Keegan Hirst, the UK’s only openly gay player, also slammed the Catalan’s decision, telling BBC Radio 5 Live: “It is really disappointing and very frustrating. Rugby league champions itself on being tolerant, inclusive and diverse.
“People work really hard promoting those values and this signing and the lack of being able to stop it by the RFL and Super League is a slap in the face to all those people’s hard work.”
He continued to say: “Anyone who has a moral compass or values, this is alienating and undermining those people.
“Everyone deserves a second chance but to get a second chance I think you have to be sorry for the mistake you made and show some remorse and want to better yourself and move one – that’s not the case.”
In a statement defending their decision to sign Folau, the RFL said: “However distasteful his previous comments, we don’t believe that, under our current regulatory framework, these can prevent his participation in the sport.”
Super League executive chairman Robert Elstone also criticised the signing, and said he “made Catalans Dragons aware” of his staunch, anti-LGBTQ views before they completed their deal.
Fellow Super League side Wigan Warriors announced that they will protest Folau’s signing and “support the LGBTQ+ community” with their game against the Catalans Dragons on 22 March, declaring it ‘Pride Day’.
Robbie de Santos from Stonewall said: “Our Rainbow Laces campaign is dedicated to changing attitudes so that sport is inclusive of all.
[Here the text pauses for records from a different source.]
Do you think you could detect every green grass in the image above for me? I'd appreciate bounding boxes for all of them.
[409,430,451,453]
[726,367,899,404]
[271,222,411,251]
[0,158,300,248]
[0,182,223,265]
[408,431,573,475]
To help us in that mission, we need role models from all sports to speak up for equality and challenge prejudice.
“Folau’s remarks also perpetuate a myth that faith and LGBT inclusion cannot coexist. Faith is a big part of many LGBT people’s lives, and acceptance as part of a faith community can be incredibly powerful. We hope Folau reflects seriously on this.
“It’s encouraging that the Rugby Football League has spoken out about the importance of inclusion and tackling offensive comments in sport. The more players, fans, clubs and organisations that stand up for equality in sport and society, the sooner we kick discrimination out and make sport everyone’s game.”
Back in 2018, Folau posted that “Hell awaited” gay people unless they repented their sins. And last year, he shared another message warning that gay people would “end up in Hell” if they didn’t repent their sins. Following this post, he was fired.
He also shared offensive remarks on Twitter, claiming that “the devil has blinded so many people in this world” in response to an article about Tasmania allowing people 16 years and older to legally change their gender without parental consent.
Folau claimed that he was unlawfully fired and that he’d been discriminated against because of his religious beliefs. He also argued that sharing his anti-gay posts was “an act of love and compassion” and not homophobia.